Annotations and annotators
Out of the 105 datasets, 83 (79.0%) included annotations, such as the delineation of teeth, caries, and dental restorations on periapical and panoramic radiographs, the delineation of teeth, tongue, mucosal lesions on photographs, the segmentation of teeth on CBCT, and the categorical label of the presence or absence of cancer cells on histopathological images (Table 3). However, only 27 (25.7%) datasets provided information about the qualification of the annotators. The annotators involved dental students, general dentists, and specialists such as endodontists, periodontists, orthodontists, radiologists, pathologists, ENT, craniofacial, and maxillofacial surgeons (Table 3).
Ethical approval, specific terms, and licenses of the included datasets
The majority of the included datasets (n = 88; 83.8%) did not indicate whether they had obtained ethical approval (Table 4). Out of the 105 datasets, 65 (61.9%) specified terms or licenses for their reuse (Table 4). The licenses attached to the datasets included CC BY 4.0 (n = 34; 52.3%), Apache 2.0 (n = 12; 18.5%), CC0 1.0 (n = 7; 10.8%), CC BY-NC 3.0/4.0 (n = 4; 6.2%), CC BY-SA 3.0/4.0 (n = 2; 3.1%), CC BY-NC-ND (n = 2; 3.1%), CC BY-NC-SA 4.0 (n = 1; 1.5%), and MIT (n = 1; 1.5%). One dataset specified dual licenses (CC0 1.0 and CC-BY), while another only provided the terms of reuse.

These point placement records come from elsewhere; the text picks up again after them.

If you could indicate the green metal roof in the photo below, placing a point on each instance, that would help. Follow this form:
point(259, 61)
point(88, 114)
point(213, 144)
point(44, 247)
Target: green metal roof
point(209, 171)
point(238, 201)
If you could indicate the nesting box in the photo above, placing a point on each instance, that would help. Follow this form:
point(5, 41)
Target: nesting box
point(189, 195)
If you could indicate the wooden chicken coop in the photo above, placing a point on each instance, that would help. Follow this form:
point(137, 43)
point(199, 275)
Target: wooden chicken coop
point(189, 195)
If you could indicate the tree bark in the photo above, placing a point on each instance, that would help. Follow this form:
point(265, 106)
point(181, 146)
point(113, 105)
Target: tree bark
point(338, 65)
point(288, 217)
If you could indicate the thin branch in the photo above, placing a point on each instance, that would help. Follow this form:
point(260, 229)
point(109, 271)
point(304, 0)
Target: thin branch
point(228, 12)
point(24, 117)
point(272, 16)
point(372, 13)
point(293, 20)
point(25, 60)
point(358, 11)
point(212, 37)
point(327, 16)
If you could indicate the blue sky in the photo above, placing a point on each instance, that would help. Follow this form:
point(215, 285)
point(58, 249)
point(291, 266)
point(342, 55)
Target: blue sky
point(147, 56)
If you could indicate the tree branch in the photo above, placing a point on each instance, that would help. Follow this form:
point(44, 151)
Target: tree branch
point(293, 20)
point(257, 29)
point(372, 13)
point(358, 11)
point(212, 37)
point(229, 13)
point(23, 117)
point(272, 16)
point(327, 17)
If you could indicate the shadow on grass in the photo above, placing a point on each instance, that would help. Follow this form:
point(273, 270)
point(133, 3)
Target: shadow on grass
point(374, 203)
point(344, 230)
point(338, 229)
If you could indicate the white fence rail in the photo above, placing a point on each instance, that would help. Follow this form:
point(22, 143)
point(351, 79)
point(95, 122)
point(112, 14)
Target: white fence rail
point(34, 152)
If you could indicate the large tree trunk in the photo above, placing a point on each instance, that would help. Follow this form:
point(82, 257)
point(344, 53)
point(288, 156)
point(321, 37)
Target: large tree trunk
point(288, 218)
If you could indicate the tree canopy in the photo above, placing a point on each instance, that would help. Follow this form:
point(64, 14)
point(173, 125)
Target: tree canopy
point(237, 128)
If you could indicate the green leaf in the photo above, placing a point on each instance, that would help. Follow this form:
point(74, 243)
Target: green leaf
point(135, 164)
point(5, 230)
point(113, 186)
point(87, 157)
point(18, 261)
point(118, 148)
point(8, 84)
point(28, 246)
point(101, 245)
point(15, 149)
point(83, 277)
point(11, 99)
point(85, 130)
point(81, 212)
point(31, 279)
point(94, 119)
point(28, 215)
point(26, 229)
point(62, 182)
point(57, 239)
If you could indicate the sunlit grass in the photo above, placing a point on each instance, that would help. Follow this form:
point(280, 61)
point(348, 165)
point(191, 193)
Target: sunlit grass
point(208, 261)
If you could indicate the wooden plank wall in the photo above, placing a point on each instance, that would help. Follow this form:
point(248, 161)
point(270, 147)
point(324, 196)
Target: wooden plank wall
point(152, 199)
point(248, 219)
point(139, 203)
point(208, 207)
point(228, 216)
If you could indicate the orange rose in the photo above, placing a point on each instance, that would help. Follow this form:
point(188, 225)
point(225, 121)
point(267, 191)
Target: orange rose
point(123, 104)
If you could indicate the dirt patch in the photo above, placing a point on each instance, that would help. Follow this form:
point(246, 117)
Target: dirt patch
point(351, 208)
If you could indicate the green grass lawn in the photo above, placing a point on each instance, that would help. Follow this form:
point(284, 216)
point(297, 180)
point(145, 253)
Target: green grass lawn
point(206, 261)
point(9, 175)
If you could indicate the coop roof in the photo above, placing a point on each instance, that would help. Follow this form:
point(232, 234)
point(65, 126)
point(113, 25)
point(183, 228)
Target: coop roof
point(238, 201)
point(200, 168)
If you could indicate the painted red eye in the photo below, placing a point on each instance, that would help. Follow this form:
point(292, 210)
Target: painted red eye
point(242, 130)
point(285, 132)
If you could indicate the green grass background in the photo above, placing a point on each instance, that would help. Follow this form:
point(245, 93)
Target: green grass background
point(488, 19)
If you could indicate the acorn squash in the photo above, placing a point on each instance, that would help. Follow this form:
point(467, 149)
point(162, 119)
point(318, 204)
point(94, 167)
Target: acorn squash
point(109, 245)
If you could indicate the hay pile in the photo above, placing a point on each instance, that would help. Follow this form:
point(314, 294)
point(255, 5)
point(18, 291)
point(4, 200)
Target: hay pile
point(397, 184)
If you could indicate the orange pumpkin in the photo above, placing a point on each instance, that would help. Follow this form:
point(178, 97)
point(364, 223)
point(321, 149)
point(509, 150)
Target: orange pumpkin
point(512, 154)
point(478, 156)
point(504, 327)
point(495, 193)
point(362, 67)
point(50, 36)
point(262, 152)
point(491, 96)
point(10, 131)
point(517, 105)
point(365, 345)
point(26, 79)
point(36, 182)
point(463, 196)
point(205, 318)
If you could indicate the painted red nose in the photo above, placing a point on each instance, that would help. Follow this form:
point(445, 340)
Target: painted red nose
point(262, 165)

Applicability concerns of the included datasets and the risk of bias in annotations
The evaluation of applicability concerns for the 105 datasets and the assessment of the risk of bias in annotations are presented in Table 4. Out of these datasets, only 12 (11.4%) were rated as having a “low” applicability concern due to their documentation of ethical approval and licensing. Conversely, 36 (34.3%) datasets were deemed to have a ‘high’ applicability concern due to the absence of reported ethical approval and licensing. Regarding the risk of bias in the ground truth annotations, out of the 83 annotated datasets, 59 (71.1%) were rated as “high” risk due to the lack of information about the annotators. Eighteen (21.7%) datasets were rated as “low” risk, attributed to the involvement of more than one annotator with explicit medical/dental qualifications. Furthermore, six (7.2%) datasets were rated as “moderate” risk, either because they were annotated by a single qualified annotator or by multiple annotators who lacked explicit qualifications.
Discussion
This study aimed to provide a comprehensive overview of the openly accessible oral-maxillofacial imaging datasets, their sources and characteristics of both the images and annotations. In addition, this study also investigated the ethical clearance, specific terms, and licenses concerning the reuse of these datasets. During full-text evaluation, three datasets21,31,48 required registered access. Access to the Tufts Dental Database21 and the dataset by Cipriano M was acquired by providing an email address, institutional affiliation, and the intended use of the data or by creating an account. However, no response was received from the owner of the dataset48 following multiple attempts to fulfil the access requirements. The datasets by Ramakrishnan et al.49, Chilamkurthy et al.50, and Iosifidis et al.51 could not be accessed as the specified download sites were not available both at the time of the initial search and at the time of manuscript submission. Access to the dataset by Ranjbar et al.52 can only be acquired by obtaining an affiliate appointment with the institution for collaborative projects. Moreover, three datasets identified on the Kaggle platform were not available and access to a dataset by Jian53 requires a subscription payment. Eventually, a total of 105 openly accessible datasets were identified from both electronic databases and dataset management platforms. The findings reveal a significant increase in the number of open-source datasets for oral-maxillofacial imaging since 2018.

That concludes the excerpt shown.